For the TYPO3 Security Team this means that the team will publish bulletins/advisories for every vulnerability in TYPO3 Core or in TER listed extensions that has been reported and finally fixed. The bulletin itself will only contain the least necessary facts of vulnerabilities that are needed to know if a user might be affected and what the possible impact would be.
The TYPO3 Security Team will not publish exploit or proof of concept code; such critical information is only exchanged between the reporter of the vulnerability, the TYPO3 Security Team itself and either the TYPO3 Core Team or the extension maintainer.
The benefits for TYPO3 user:
By subscribing to the announce mailinglist (more on basic steps in my first things first blog post) you'll be informed about any vulnerability found in TYPO3 Core or TER listed extensions. There's no ready-to-be-used exploit code which means that a Black Hat needs to put some efforts in thinking and coding before he's able to exploit a vulnerability.
Needs and expectations by the TYPO3 Security Team:
In order to maintain this least disclosure policy, the TYPO3 Security Team expects to get involved in every vulnerability fixing process. So please contact us if
- you've discovered a vulnerability in TYPO3 Core or a TER listed extension
- you've been reported or found by yourself a vulnerability in your own extension
The TYPO3 Security Team has created an Extension Security Policy some time ago. Please make sure you've read it!
New TYPO3 releases (patch versions)
Posted in TYPO3/ on July 16, 2009 by .
No security fixes but security improvements
By today, new TYPO3 releases (patch versions 4.0.13, 4.1.12, 4.2.8) have been published.

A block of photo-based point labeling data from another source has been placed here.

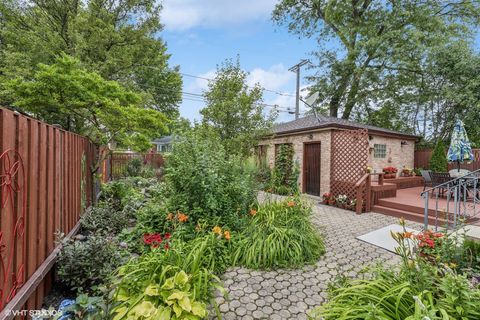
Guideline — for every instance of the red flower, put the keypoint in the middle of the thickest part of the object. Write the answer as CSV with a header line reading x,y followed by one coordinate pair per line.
x,y
147,239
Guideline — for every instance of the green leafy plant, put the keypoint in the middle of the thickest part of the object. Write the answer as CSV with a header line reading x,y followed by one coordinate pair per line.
x,y
279,234
419,289
134,167
103,219
206,183
85,265
284,179
438,161
171,299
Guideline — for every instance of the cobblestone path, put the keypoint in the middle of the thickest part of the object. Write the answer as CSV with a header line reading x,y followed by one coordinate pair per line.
x,y
289,294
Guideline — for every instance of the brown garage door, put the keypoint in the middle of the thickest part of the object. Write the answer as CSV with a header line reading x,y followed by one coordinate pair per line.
x,y
311,168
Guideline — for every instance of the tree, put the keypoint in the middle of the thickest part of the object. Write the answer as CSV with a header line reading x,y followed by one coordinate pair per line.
x,y
438,161
82,101
234,111
379,47
116,39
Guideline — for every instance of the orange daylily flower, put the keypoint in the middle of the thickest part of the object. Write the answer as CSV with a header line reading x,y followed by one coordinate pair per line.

Although there are no security fixes in them, they contain desirable security improvements as listed below:
- file deny pattern is applied to jumpurl (4-0, 4-1, 4-2)
- automatic deletion of ENABLE_INSTALL_TOOL file (4-1, 4-2)
Before, jumpurl allowed to download any file ressource (if you provide the correct validation hash). Now, by default PHP files are no longer able to be downloaded and access to files below typo3conf directory is completely denied.
A lot of TYPO3 admins forgot to delete the ENABLE_INSTALL_TOOL file after using the install tool which exposes a risk. I've covered that by a blog post and recommended to set up a cronjob for it. Now, this file is automatically deleted if it's older than one hour. During development you can suppress this behaviour by setting the file content to "KEEP_FILE".
Update: Michael Stucki has written a nice posting about this new behaviour on buzz.typo3.org.